Rate Limiting Architecture

Venice AI uses a two-layer rate limiting design. Understanding the separation is essential before modifying either layer.

Layer 1: Discovery (core/rate_limit_discovery.py)

Purpose: Learn what the limits are.

  • Calls api_keys/rate_limits to fetch per-model rate limit data from Venice.
  • Groups models into RateLimitBucket objects (keyed by model ID).
  • Caches results with configurable TTL (default 5 minutes).
  • Implements cache stampede prevention via future coalescing so concurrent callers share a single API request.

Key class: RateLimitDiscovery

Layer 2: Enforcement (rate_limiting/simple.py)

Purpose: Enforce the discovered limits at request time.
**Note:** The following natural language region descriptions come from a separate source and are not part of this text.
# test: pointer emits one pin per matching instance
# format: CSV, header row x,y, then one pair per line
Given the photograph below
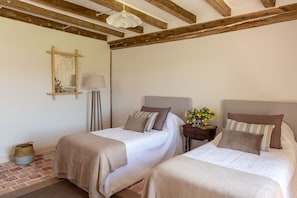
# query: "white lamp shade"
x,y
123,19
93,82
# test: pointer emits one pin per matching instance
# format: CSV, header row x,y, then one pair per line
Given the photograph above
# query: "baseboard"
x,y
9,158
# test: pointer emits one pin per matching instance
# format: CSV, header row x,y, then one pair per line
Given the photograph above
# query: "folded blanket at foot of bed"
x,y
87,159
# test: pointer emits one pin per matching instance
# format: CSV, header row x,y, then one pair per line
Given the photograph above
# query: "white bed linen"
x,y
144,150
277,164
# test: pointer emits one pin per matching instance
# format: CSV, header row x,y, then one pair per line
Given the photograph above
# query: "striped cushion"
x,y
151,118
265,130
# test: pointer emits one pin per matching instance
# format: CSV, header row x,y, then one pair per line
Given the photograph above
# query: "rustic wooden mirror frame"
x,y
64,73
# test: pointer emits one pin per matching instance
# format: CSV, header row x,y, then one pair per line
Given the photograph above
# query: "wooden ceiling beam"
x,y
117,6
12,14
243,21
268,3
81,11
174,9
44,13
220,6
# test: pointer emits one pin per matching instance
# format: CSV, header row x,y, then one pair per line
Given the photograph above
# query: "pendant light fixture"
x,y
123,19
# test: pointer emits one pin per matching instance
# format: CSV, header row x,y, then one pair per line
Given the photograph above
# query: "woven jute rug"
x,y
59,188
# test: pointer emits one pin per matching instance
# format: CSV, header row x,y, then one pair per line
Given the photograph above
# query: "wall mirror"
x,y
64,73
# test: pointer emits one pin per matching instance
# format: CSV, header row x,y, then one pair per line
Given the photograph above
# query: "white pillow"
x,y
151,118
172,121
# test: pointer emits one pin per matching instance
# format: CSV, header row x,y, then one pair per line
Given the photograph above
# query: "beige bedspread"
x,y
187,178
87,159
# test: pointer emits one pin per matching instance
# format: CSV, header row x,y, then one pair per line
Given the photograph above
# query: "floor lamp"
x,y
94,83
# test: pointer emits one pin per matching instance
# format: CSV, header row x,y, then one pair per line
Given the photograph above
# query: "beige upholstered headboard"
x,y
289,109
178,104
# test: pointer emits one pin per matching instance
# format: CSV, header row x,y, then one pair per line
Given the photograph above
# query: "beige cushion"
x,y
151,118
263,119
135,124
242,141
160,120
265,130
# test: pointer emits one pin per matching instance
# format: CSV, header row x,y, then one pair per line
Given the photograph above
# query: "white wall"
x,y
253,64
27,113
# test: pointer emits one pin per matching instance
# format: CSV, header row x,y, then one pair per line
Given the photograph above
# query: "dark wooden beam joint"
x,y
220,6
4,12
244,21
  • Maintains per-MODEL rate-limit state parsed from response headers (rpm/tpm limits + reset times).
  • Reactive only: after a 429 it backs off with exponential backoff + jitter and gates on the backoff window and rpm_remaining; it does NOT proactively enforce RPM/RPD/TPM before sending (TPM is stored but not gated; there is no RPD field).
  • Adds global abuse protection that blocks ALL requests after a failure threshold within a window.
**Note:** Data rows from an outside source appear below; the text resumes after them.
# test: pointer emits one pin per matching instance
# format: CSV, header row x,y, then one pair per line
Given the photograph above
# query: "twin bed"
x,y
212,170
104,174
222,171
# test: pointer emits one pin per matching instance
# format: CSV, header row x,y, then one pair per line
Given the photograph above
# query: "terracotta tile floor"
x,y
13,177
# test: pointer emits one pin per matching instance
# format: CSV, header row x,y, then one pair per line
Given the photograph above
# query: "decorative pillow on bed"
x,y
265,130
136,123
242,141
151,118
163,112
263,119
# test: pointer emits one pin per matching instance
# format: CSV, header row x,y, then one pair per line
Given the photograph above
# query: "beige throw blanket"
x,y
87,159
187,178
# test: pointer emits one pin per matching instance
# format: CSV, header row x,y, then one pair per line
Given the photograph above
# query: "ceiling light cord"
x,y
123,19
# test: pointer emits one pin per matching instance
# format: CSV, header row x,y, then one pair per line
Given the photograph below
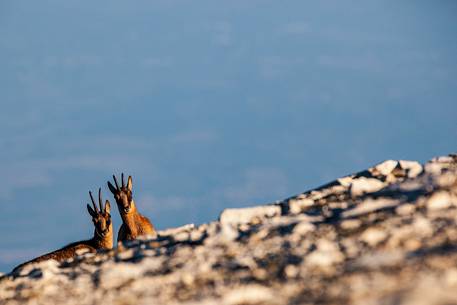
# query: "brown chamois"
x,y
133,223
103,235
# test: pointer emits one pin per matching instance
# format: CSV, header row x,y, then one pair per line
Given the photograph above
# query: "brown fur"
x,y
133,223
103,237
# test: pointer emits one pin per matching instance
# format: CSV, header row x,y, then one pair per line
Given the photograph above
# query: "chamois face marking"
x,y
101,218
123,194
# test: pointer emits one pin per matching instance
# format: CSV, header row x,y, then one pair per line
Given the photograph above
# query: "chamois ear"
x,y
107,207
91,212
129,183
112,188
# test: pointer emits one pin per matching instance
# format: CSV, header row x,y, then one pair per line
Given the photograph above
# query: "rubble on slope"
x,y
386,235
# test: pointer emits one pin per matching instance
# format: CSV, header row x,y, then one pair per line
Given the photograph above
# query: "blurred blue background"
x,y
209,104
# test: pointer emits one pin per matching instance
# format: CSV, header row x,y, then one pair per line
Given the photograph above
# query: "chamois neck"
x,y
130,219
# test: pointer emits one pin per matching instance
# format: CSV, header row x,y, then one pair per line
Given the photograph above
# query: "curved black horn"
x,y
93,202
115,181
100,198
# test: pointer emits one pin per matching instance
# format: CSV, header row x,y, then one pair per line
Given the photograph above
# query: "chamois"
x,y
133,223
103,235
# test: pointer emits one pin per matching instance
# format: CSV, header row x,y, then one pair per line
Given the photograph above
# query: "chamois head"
x,y
123,195
101,218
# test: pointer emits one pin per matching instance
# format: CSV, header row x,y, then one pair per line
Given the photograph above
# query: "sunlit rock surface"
x,y
386,235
Key class: SimpleRateLimiter (implements RateLimiterProtocol)

How They Connect

VeniceClient
--> builds RequestMetadata (no classifier in SIMPLE mode; minimal fallback metadata)
--> rate_limiter.submit_request(metadata, request_func)
--> SimpleRateLimiter.acquire(model) (checks per-model header-derived state + global block)
--> HTTP request
--> SimpleRateLimiter.update_from_headers(model, headers, status) (records limits/backoff)

RequestClassifier and RateLimitDiscovery are constructed and wired only in ADAPTIVE mode (factory.py); the default SIMPLE limiter uses neither and resolves nothing to buckets.
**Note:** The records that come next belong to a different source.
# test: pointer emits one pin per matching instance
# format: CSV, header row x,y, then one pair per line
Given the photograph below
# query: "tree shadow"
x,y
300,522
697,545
Optional: Adaptive Scheduler (extracted package)

The reactive limiter above is the default. For multi-process / multi-worker deployments, the SDK can swap it for the proactive AdaptiveScheduler that ships in the standalone adaptive-rate-limiter PyPI package (pip install venice-ai[adaptive]). When RateLimiterMode.ADAPTIVE is configured, factory._create_rate_limiter constructs an AdaptiveScheduler backed by Redis, wraps it in AdaptiveSchedulerAdapter (in factory.py) to satisfy RateLimiterProtocol, and returns it in place of SimpleRateLimiter. The adapter bridges Venice's RateLimitDiscovery

  • RequestClassifier to the extracted library's protocols. ADAPTIVE mode requires redis_url to be set (either on rate_limiter.redis_url or on backend.redis.redis_url).

Note: The AdaptiveScheduler is always constructed in SchedulerMode.INTELLIGENT mode regardless of the SchedulerConfig.mode setting. SchedulerConfig.mode is not consulted in the ADAPTIVE path because INTELLIGENT mode is required — it uses the VeniceProvider and VeniceClassifierAdapter that are also constructed during ADAPTIVE initialisation. Setting SchedulerConfig(mode=SchedulerMode.BASIC) or SchedulerMode.ACCOUNT has no effect when RateLimiterMode.ADAPTIVE is active.

Configuration

See config/rate_limiter.yaml for reference configuration with annotated fields.